There's a verse in Matthew where Jesus says the pharisees of this generation will have no sign but the sign of Jonah. The equivalent passage in Mark 6, which is set at the same time and place, as is clear from the context, says they will have no sign at all.
John says Thomas was not present at the first meeting between the resurrected Jesus and the 1 other apostles. This contradicts other gopsels which say the 11 were present at the first meeting, after Jesus met Cleopas and Simon. The oldest manuscripts of Mark omit Mark 16:10-20, which has details added in later to reconcile Mark with Luke. Some manuscripts of Mark omit the word "twice" from the quote "before the rooster crows twice, you will have denied me three times" in order to force Mark to match up with the later gospels.These are examples contradictions that never bother Christians but atheists seem to bring them up endlessly. It is important to understand what Catholics claim about scripture and what they don't. I know many atheists get much of their information from fundamentalist sources or even from anti-Christian writers. There are a bunch of things being said about the bible that don't hold up to scrutiny. Still we don't need to defend every claim about the bible. As a Catholic I just need to defend the claims the church makes. So what are those?
Essentially we believe scripture is written by human authors and inspired by the Holy Spirit. So the essence of what the Holy Spirit wants to communicate is presented without error but it does not mean no detail is ever incorrect. they are human stories as well. Human stories do get details wrong. Even the mistakes can be guided by the Holy Spirit to bring out deeper truths. The statement about 11 apostles could be pointing out the felt absence of Judas even though Thomas was also missing his absence was not felt the same way.
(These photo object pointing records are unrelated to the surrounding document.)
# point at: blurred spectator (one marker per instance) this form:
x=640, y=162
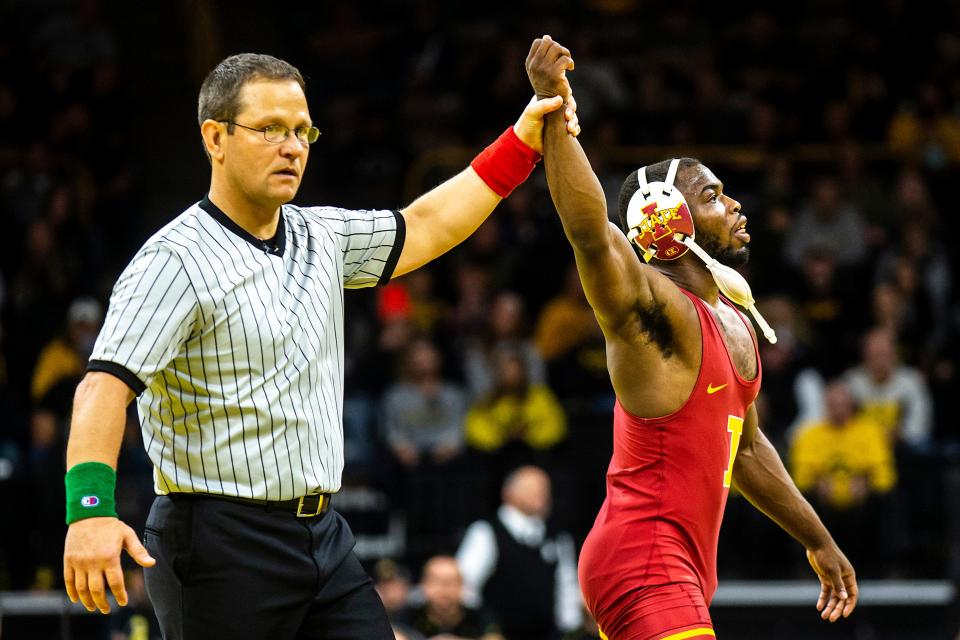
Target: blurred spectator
x=65, y=357
x=569, y=339
x=828, y=220
x=392, y=581
x=517, y=417
x=828, y=308
x=845, y=465
x=845, y=458
x=505, y=330
x=443, y=616
x=919, y=267
x=781, y=398
x=893, y=394
x=519, y=566
x=925, y=131
x=423, y=422
x=422, y=413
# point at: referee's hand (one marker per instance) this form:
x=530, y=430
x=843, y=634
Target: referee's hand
x=91, y=560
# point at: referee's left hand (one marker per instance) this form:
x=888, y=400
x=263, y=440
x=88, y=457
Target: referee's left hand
x=529, y=127
x=91, y=561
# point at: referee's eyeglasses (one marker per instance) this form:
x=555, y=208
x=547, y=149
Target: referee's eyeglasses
x=277, y=133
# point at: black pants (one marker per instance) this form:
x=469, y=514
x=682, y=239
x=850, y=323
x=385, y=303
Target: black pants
x=229, y=570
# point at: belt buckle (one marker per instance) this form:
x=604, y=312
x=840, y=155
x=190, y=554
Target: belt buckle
x=301, y=514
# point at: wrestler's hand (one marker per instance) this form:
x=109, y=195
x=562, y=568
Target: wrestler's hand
x=838, y=582
x=547, y=65
x=91, y=554
x=529, y=128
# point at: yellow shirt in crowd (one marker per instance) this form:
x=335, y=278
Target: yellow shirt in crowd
x=860, y=448
x=536, y=419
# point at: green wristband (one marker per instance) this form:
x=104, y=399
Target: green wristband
x=90, y=489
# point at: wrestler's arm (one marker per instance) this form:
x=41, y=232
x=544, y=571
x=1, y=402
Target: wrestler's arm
x=760, y=476
x=614, y=280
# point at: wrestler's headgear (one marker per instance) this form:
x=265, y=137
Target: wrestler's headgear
x=661, y=225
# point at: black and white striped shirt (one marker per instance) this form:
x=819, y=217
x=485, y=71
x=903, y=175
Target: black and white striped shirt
x=235, y=346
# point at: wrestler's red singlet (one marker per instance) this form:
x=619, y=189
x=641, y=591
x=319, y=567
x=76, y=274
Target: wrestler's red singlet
x=667, y=486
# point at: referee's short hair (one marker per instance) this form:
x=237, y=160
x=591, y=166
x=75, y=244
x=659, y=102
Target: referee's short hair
x=220, y=91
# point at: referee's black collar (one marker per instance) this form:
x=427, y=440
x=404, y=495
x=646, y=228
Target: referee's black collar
x=274, y=246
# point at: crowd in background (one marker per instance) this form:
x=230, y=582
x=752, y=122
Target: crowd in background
x=490, y=358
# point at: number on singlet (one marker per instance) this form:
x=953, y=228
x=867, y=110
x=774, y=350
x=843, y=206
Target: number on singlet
x=735, y=427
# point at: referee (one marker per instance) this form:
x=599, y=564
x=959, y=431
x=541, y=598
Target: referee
x=227, y=326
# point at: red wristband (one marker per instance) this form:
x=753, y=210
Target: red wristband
x=506, y=163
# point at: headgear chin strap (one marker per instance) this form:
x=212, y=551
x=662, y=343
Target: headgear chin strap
x=658, y=217
x=661, y=225
x=734, y=286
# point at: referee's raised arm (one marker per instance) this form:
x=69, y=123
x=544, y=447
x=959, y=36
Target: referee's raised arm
x=446, y=216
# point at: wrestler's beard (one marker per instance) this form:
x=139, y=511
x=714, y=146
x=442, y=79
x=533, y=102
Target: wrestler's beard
x=733, y=258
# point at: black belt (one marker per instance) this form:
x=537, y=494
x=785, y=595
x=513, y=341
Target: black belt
x=308, y=506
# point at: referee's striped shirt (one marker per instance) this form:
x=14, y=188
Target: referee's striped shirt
x=234, y=346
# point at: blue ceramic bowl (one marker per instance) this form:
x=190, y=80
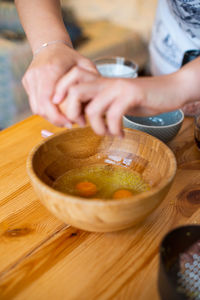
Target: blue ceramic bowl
x=164, y=126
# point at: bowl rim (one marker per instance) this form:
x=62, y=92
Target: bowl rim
x=158, y=127
x=98, y=201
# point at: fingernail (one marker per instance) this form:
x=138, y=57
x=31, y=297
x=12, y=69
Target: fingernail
x=68, y=125
x=56, y=99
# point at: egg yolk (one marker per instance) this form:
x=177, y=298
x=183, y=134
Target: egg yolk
x=86, y=188
x=122, y=194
The fact that Catholics don't believe in the bible alone does become relevant here. This notion of biblical inspiration does leave more room for interpretation than some more literal notions. We believe that God guides our interpretations through sacred tradition and the leadership of the church. That means this does not make the bible wishy-washy. So, for example, you can't say the virgin birth might be a details that the biblical authors got wrong. No. Tradition says they did not.